For a 14s4p pack probably want to keep total power draw below ~650W, which would be about 1C. If you were pulling 1200W AC power from the inverter, then you were likely consuming 1400W or so from the pack itself, which is greater than 2C discharge, and not recommended for these cells especially without good cooling.
170F is far too hot for normal use as well. Ideally I wouldn’t be comfortable with a pack that exceeds 50C/120F on a regular daily use.
Also those are some wild looking welds, how’d you pull that off? Home made welder?
 
I have a sunkko 709a. When you say wild, do you mean bad?

I picked the cells for capacity. I will consider going towards ones with a higher discharge rating. However, this was a stress test.

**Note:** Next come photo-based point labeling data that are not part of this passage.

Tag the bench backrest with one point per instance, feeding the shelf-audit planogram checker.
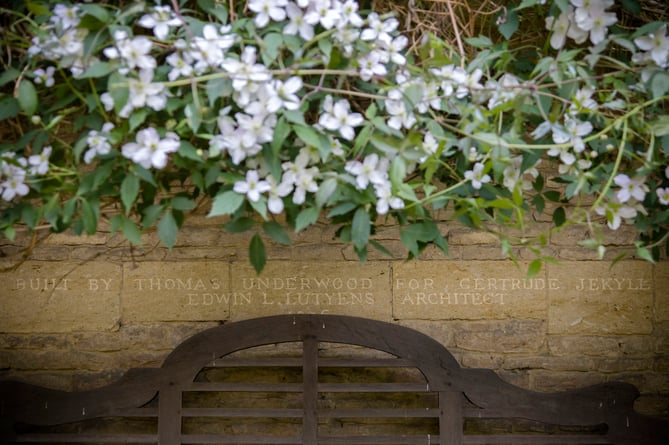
(295, 380)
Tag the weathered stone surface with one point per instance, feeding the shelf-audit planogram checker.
(595, 298)
(60, 297)
(177, 291)
(345, 288)
(501, 336)
(661, 271)
(471, 290)
(540, 361)
(602, 346)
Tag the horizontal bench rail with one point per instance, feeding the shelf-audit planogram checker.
(225, 386)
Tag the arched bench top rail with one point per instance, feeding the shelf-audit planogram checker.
(608, 403)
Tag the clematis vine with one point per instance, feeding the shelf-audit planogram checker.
(302, 111)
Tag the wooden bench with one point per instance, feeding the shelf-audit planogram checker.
(320, 379)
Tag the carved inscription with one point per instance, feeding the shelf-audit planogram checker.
(342, 288)
(466, 289)
(582, 296)
(161, 291)
(60, 297)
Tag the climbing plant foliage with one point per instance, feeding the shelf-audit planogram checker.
(277, 114)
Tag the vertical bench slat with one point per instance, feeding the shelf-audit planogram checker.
(310, 394)
(169, 415)
(450, 418)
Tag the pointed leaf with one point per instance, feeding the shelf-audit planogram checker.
(226, 203)
(276, 232)
(168, 230)
(306, 218)
(361, 228)
(27, 97)
(129, 191)
(534, 268)
(131, 231)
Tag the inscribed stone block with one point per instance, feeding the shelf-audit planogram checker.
(594, 298)
(343, 288)
(60, 297)
(471, 290)
(177, 291)
(662, 291)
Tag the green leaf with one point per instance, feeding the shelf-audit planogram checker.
(117, 86)
(325, 191)
(96, 11)
(398, 172)
(129, 192)
(552, 195)
(660, 126)
(37, 8)
(214, 8)
(527, 3)
(216, 88)
(647, 29)
(559, 216)
(659, 84)
(276, 232)
(260, 206)
(645, 254)
(151, 214)
(381, 248)
(131, 231)
(306, 218)
(313, 138)
(272, 43)
(342, 209)
(27, 97)
(534, 268)
(631, 6)
(9, 107)
(97, 69)
(9, 75)
(361, 228)
(507, 23)
(89, 215)
(29, 215)
(168, 230)
(137, 118)
(193, 116)
(257, 253)
(188, 151)
(479, 42)
(145, 175)
(226, 203)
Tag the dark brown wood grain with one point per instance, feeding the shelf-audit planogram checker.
(461, 393)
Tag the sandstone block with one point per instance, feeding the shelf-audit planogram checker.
(345, 288)
(661, 271)
(600, 346)
(501, 336)
(595, 298)
(177, 291)
(472, 290)
(60, 296)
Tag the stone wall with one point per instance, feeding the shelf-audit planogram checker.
(76, 312)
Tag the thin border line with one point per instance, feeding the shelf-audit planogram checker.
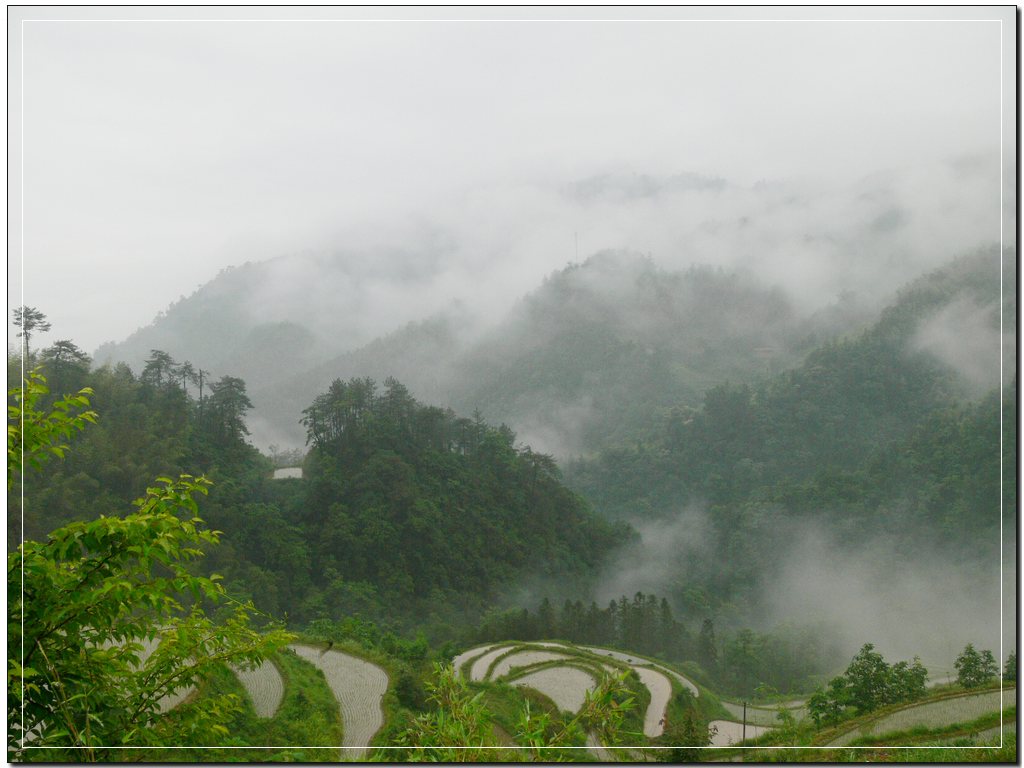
(24, 361)
(506, 20)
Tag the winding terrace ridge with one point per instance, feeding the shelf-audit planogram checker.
(264, 686)
(359, 687)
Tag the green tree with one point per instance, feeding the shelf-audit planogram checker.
(685, 737)
(707, 647)
(227, 406)
(30, 321)
(975, 668)
(906, 681)
(867, 679)
(159, 369)
(65, 364)
(460, 728)
(83, 604)
(34, 436)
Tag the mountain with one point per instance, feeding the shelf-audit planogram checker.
(592, 356)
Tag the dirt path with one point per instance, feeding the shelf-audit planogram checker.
(523, 658)
(660, 692)
(358, 686)
(731, 733)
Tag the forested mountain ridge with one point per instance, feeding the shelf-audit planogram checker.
(408, 513)
(591, 357)
(873, 437)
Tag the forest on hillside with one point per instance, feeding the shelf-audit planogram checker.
(415, 530)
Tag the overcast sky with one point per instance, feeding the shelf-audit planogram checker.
(158, 152)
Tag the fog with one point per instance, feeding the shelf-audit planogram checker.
(864, 589)
(460, 157)
(381, 172)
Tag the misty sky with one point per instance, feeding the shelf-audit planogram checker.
(159, 152)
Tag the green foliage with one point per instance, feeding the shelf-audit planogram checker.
(412, 507)
(460, 728)
(83, 604)
(975, 668)
(644, 625)
(38, 435)
(867, 684)
(685, 737)
(30, 320)
(306, 727)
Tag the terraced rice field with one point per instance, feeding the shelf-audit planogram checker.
(460, 659)
(934, 715)
(523, 658)
(358, 686)
(566, 686)
(478, 672)
(660, 692)
(620, 656)
(264, 686)
(764, 715)
(176, 696)
(732, 733)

Here's another shot of my welds. https://imgur.com/jXiLlTX
 
turbodsm21 said:
I have a sunkko 709a. When you say wild, do you mean bad?

I picked the cells for capacity. I will consider going towards ones with a higher discharge rating. However, this was a stress test.

Here's another shot of my welds. https://imgur.com/jXiLlTX

I see way more welds than needed and also maybe its turned up too high, as it appears that excessive power/heat is discoloring the metal. Looks like the metal has turned blue around some of the spot welds in this picture: http://i.imgur.com/NafS8g9.jpg

I'd stick with like 6 welds per cell IMO. More welds are not really going to help.

What's your planned continuous load for this pack? Might want to add more cells in parallel if you can so you can stay at or around a 1C discharge for normal use for this type of cell.